Clara volvió a repasarlo todo y deseó salir de allí cuanto antes. Quería leer tranquila aquellas cartas, saboreando el inesperado regalo. Era como si un túnel del tiempo se hubiese abierto de golpe frente a ella y su madre estuviese intentando decirle algo desde alguna dimensión en la que Clara no creía. Sin embargo, ¿por qué estaba allí si no? ¿Qué estaba haciendo en Castelldefels cuando debía estar en Madrid preparando una entrevista tan importante?
No sabía si llamarlo destino, pero se sobrecogía solo de pensarlo.
—No sé cómo agradecérselo, Rosa —le dijo cerrando aquella carpeta para marcharse—. Ni en mil sueños hubiese esperado algo así. Se lo juro.
Se puso en pie.
—Te daré mi teléfono por si necesitas cualquier otra cosa. Nunca se sabe.

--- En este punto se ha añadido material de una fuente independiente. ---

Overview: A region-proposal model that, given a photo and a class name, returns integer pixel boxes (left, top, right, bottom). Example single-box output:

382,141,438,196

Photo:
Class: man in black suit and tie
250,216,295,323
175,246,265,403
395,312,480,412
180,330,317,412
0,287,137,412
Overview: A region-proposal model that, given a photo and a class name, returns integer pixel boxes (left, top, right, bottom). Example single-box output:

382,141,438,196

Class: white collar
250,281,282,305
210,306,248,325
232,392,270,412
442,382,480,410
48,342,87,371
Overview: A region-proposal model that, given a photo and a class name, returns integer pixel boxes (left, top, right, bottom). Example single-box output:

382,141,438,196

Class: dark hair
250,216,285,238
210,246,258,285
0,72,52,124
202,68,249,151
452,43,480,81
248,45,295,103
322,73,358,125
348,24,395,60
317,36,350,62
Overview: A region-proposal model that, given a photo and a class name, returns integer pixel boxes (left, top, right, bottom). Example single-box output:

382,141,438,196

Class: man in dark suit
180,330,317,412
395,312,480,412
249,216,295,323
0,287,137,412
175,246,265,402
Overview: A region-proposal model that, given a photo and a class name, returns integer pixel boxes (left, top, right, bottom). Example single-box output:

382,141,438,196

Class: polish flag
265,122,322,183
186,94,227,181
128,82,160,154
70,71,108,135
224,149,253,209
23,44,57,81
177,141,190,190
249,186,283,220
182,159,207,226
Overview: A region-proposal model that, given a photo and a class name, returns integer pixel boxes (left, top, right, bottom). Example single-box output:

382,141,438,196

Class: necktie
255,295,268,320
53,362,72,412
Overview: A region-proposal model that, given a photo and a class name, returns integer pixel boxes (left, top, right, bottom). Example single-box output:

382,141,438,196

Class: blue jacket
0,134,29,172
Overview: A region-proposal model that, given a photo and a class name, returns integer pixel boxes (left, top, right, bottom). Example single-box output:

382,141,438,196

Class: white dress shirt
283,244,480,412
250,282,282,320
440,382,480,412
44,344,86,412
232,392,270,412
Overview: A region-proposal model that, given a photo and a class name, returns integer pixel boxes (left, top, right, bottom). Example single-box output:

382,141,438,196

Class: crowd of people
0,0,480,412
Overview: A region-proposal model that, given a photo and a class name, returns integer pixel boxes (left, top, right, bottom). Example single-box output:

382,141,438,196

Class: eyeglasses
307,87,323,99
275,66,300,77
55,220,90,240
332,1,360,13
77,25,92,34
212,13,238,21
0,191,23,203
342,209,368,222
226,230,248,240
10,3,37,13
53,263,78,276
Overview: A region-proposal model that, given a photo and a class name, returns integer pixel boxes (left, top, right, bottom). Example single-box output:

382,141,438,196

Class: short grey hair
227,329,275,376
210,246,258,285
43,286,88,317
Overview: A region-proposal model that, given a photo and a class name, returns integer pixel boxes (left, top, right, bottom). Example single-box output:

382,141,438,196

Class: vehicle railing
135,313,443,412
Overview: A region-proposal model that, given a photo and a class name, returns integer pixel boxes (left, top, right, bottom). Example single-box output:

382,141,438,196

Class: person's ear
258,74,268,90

—¡Bien lo sabe usted! —le dijo mostrándole la carpeta.
—¡Me he sacado un peso de encima, hija mía! De verdad. Ojalá que le encuentres algún significado a todo eso.
—Descuide —remarcó, y esta vez la abrazó y le dio un beso, antes de volver a alejarse del que había sido su primer hogar.
No veía la hora de regresar al aeropuerto y sentarse tranquilamente con lo que le acababa de entregar su madre.
¿Su madre?
Así lo sintió en aquel momento y no se lo diría a nadie, pero por primera vez tuvo la sensación de que era ella quien la estaba guiando hacia alguna parte.